How much do you remember from your school years? You likely remember more about the people, the places, and the experiences, than you do any of the information from your classes.

The reason is our memory and how it functions.

We’re not a tape recorder — sitting in a class and looking at the board, listening mindlessly to the teacher, and quietly rewriting what we see, does not facilitate proper learning. This is not how we were designed.

What’s worse, we cram. We leave study to the last minute, and try to force everything in at once. We all know that works for a short time, but the day after the test, it’s all gone.

Psychologist Robert Bjork has studied how we learn. He has some news for us: You could be doing it much better.

By taking advantage of the true way our memory works, we can learn more effectively — it’s not easier, but we retain more.

There are 5 techniques that we can use to learn: Space, Test, Interleave, Associate, and Locate.

1. Spaced Repetition

When we study, we need long breaks. Cramming does not work, it’s important to take a few days rest before going back to the same subject.

If we study, then take a long break, chances are we forget much more. But, when we study, take a long break, then study again, we remember far more through this second session the longer we wait.

2. Testing

Memories grow stronger when we try to retrieve them. We don’t need formal tests, just the simple act of trying to recall what we just read without rereading is effective.

Bjork points out the importance of desirable difficulties — we can feel rather uncomfortable when we try to remember or bring to mind information. Think about how frustrating it is having something on the tip of your tongue. The benefit of this is that this forceful, willpower consuming act of retrieval is incredibly effect at cementing those memories further into our minds.

3. Interleaving

Rather than working on one subject only, we should switch between different parts more often.
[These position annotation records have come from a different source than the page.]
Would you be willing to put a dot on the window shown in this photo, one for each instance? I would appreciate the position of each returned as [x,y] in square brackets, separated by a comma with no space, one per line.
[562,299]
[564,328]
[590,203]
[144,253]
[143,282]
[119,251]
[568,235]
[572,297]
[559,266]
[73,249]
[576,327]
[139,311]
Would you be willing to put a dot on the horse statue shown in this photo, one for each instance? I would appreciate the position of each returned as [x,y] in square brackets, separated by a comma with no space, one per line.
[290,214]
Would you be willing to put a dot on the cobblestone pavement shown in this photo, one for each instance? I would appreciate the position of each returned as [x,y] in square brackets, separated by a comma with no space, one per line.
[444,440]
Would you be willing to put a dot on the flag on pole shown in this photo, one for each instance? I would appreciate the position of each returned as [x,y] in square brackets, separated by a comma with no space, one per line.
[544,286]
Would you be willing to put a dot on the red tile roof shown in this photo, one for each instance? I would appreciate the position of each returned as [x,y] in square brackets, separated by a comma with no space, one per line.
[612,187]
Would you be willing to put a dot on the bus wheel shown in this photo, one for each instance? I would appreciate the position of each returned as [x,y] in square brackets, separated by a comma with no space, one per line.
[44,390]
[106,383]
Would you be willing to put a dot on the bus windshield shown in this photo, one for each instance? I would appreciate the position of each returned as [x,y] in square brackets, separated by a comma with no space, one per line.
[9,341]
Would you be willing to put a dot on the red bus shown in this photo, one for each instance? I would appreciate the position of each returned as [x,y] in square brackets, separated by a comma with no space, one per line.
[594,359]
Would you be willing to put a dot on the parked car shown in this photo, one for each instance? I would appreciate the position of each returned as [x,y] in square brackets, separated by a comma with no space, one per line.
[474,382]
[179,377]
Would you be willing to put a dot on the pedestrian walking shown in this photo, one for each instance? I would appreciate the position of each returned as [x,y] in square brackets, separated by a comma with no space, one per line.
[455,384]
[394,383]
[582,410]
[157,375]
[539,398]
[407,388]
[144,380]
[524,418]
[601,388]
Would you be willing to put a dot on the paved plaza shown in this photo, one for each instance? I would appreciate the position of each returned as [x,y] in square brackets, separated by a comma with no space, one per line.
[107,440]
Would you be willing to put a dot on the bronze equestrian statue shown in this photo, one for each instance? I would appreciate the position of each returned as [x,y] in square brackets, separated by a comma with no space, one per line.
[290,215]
The idea of blocked practice feels like the best way to work, but studies have shown that mixing different subjects together is more effective for long-term memory. If you want to play basketball, it’s more effective to practice your dribbling, 3-point shooting, and layups altogether, as opposed to focusing on one at a time. The small steps forward in each category end up going further than leaps in one. Just make sure the subjects are connected in a higher order way — don’t go from basketball to programming.

4. Associate

Out minds are association machines. We can see patterns, relationships, causes and outcomes like no others. And we should use that when we learn.

Each time we learn something new, we should relate it to something we already know. Random pieces of information that don’t fit into our current web of knowledge, will drop off. Consider the memory as scaffolding, you cannot attach another piece to thin air, it needs to latch onto an existing structure.

5. Location

We have an amazing ability to keep ourselves oriented. We can traverse wild and unseen lands, move through large buildings and cities, and still know what direction we’re facing.

We also remember places in remarkable detail. When we learn something new, it’s often easier to recall when we’re in the place we learned it, or at least try to mentally put ourselves there. But, it works better if we change places often, if we always learn in one spot, it’ll be overrun with different memories, making it harder to differentiate them.

Learning How To Learn Means More Deliberate Practice

Effective learning shouldn’t feel easy, you shouldn’t just glide through several pages of information and think that’s enough. We need to make things more difficult, the more we struggle and focus on the information, the better we remember it.

We need to mix things up, take our time, go different places and use different mediums. Write, draw pictures, watch videos, talk to people. Schedule your learning sessions and push through your anxiety and inertia by creating space for deliberate practice.

Take your time, and tie it all together. It is a web of knowledge, so the more of a web you have, the more space you have for new information.